Expanding economic opportunities, strengthening democracy, and investing in the next generation of African leaders topped President Obama's agenda during the weeklong trip to the African nations of Senegal, South Africa and Tanzania.
With the world's youngest population at 200 million-strong, investing in the next generation of African leaders must be a high priority in accelerating development progress on the continent.
In his June 29 address to young people at a town hall meeting at the University of Johannesburg's Soweto campus, President Obama outlined his flagship program Young African Leaders Initiative (YALI), which invests in young African leaders to further economic growth and prosperity in Africa. YALI, which launched in 2010, equips young leaders with new skills in leadership and entrepreneurship and connects young African leaders with each other and with the United States.
The Tony Elumelu Foundationwasselected by the U.S. Agency for International Development(USAID) as one of the organizations to support key components of the President Obama's Young African Leaders Initiative (YALI) through the agency's Alliance on Emerging African Leaders (AEAL). AAI's 2013 honoree Tony O. Elumelu was chosen as an Advisor of YALI's Alliance on Emerging African Leaders and his foundation will provide guidance to the initiative and help identify candidates.
We are certainly encouraged by the Obama Administration's efforts to scale up U.S-supported training programs and enhance educational opportunities for future African leaders. AAI has been unlocking the potential of some of Africa's brightest male and female scholars and professionals to strengthen Africa's human capacity since our founding 60 years ago, and has historically been a strong partner with the U.S.
For nearly five decades, AAI -- in partnership with U.S. universities -- administered US-funded higher education programs and professional and leadership trainings benefiting thousands of Africans.

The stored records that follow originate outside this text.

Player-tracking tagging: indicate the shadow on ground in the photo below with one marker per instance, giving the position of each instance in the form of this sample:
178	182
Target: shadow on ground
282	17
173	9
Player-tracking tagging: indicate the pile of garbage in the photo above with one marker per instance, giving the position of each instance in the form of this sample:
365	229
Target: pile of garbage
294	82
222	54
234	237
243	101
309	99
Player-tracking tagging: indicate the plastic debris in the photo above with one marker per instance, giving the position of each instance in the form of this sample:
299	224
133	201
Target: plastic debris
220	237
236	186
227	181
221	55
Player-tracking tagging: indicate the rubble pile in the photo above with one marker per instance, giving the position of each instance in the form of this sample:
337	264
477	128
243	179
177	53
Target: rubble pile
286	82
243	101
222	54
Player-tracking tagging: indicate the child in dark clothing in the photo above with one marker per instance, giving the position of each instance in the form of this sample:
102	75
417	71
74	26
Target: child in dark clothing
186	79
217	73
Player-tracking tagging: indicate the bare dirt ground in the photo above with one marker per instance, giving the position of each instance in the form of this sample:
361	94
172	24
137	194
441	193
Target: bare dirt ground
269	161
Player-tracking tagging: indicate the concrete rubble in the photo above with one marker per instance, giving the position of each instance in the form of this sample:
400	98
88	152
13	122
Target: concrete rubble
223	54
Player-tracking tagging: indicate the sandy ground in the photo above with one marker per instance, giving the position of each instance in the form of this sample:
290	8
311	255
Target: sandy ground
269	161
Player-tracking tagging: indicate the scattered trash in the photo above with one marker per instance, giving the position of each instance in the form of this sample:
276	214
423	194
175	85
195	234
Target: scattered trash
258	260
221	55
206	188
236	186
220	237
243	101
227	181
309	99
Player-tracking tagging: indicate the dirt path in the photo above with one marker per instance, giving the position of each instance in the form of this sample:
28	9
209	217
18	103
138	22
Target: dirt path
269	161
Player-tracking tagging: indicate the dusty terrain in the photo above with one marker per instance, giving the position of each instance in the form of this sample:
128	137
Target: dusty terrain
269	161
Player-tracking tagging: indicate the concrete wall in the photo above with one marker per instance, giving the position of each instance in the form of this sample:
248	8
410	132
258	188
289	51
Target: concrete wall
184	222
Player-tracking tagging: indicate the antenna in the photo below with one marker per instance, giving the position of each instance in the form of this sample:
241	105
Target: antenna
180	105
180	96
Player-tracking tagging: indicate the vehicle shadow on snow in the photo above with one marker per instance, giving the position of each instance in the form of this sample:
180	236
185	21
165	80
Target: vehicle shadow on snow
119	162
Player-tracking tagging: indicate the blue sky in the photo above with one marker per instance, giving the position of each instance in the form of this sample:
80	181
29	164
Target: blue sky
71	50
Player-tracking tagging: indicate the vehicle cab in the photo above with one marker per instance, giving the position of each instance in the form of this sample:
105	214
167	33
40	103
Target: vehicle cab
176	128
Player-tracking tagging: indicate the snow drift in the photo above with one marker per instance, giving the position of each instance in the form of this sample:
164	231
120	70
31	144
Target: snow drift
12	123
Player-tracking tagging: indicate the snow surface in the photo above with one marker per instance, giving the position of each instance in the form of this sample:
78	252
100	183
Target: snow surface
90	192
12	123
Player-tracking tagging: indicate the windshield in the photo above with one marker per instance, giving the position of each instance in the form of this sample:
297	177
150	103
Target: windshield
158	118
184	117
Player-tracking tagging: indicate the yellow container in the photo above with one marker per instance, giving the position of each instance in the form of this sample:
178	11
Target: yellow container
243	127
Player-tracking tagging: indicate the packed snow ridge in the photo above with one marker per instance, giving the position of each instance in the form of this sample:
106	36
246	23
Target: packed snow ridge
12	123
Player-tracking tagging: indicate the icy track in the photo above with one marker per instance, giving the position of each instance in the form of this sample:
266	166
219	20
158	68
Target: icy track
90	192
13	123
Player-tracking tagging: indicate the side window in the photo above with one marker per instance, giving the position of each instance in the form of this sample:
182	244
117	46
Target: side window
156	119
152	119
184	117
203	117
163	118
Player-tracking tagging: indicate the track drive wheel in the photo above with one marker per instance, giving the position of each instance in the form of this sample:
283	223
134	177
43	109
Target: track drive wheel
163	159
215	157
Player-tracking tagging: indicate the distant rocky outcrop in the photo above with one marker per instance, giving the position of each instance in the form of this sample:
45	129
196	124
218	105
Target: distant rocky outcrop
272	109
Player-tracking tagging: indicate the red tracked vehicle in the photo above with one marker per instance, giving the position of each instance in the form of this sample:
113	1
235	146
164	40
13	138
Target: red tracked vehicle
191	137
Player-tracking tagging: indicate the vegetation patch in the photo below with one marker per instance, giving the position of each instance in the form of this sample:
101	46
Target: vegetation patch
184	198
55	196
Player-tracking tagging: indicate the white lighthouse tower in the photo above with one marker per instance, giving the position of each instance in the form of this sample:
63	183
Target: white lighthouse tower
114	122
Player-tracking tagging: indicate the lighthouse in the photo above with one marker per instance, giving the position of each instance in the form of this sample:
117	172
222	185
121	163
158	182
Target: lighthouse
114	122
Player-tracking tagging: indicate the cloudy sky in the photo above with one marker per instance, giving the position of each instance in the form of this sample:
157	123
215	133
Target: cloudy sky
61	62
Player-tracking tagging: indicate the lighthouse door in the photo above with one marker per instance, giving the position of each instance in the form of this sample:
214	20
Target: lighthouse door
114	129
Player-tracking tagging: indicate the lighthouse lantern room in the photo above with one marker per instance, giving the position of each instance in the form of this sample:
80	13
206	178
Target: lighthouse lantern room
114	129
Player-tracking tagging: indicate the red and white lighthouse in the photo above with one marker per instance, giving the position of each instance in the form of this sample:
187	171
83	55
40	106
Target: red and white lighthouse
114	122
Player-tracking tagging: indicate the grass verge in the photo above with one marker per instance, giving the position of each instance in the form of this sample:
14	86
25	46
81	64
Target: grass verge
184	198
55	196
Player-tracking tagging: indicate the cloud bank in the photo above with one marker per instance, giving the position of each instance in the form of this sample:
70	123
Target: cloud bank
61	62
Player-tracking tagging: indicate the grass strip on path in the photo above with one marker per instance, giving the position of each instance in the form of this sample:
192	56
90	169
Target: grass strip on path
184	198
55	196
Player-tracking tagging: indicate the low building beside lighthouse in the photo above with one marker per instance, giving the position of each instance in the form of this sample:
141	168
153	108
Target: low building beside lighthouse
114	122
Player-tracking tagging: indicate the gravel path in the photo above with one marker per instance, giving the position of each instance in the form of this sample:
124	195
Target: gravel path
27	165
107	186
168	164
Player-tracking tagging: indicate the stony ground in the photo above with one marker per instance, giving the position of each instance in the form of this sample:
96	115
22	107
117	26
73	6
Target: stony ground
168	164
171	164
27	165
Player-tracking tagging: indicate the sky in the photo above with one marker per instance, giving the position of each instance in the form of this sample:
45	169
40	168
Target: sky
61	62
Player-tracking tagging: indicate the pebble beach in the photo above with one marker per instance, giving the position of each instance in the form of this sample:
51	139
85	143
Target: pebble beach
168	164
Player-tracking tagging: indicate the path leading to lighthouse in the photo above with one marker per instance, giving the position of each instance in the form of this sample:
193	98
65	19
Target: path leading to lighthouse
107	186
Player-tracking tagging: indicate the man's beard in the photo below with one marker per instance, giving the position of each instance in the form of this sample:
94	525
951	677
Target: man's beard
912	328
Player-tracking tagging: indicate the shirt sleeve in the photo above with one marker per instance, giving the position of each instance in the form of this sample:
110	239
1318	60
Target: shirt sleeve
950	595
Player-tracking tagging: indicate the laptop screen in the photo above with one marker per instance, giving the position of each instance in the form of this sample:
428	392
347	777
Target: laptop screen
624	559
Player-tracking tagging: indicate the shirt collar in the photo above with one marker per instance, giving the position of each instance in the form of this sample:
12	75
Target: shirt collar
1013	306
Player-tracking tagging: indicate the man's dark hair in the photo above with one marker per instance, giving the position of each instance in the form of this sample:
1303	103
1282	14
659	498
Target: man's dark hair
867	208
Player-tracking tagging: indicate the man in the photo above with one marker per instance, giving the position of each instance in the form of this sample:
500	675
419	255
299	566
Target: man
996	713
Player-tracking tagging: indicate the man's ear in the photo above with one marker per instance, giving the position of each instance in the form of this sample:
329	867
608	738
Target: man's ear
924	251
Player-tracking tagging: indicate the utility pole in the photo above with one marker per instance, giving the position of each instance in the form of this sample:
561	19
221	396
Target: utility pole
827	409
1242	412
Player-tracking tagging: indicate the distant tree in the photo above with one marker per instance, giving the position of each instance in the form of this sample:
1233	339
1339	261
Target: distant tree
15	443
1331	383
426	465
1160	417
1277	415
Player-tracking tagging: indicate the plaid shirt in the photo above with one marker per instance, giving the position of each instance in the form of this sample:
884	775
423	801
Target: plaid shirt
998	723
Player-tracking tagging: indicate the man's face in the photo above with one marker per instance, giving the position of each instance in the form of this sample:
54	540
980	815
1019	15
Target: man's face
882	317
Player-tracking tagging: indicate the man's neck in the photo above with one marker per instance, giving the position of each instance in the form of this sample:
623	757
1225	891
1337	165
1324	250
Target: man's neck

Our alumni are heads of state, a Nobel laureate, and are among today's leaders and managers in government, nonprofit organizations and the private sector.
Advanced education and professional development training programs are needed more than ever. Africa is a youthful continent with stats showing that one in three Africans is between the ages 10 and 24. Young people in Africa make up nearly 40 percent of the working-age population, yet 60 percent are unemployed.
Building a skilled workforce to fill top managerial, vocational, and technical positions helps to meet local and global market demands for highly skilled and educated workers and give the continent a competitive edge in the global economy.
Leading research shows a positive correlation between countries with strong education systems and social, political and economic progress, technological advancement, entrepreneurship and global competitiveness. Despite the clear benefits, U.S-funded international educational training programs took a nosedive in the 1990s, and has not recovered. The United States must re-commit itself to bolstering investments in international educational training programs on the continent. YALI is a good start, but we must do more.
Indeed, investing in African leaders is critical to Africa's future. That was the focus of our mission 60 years ago, and will remain central to our mission as we enter a new era in AAI's history.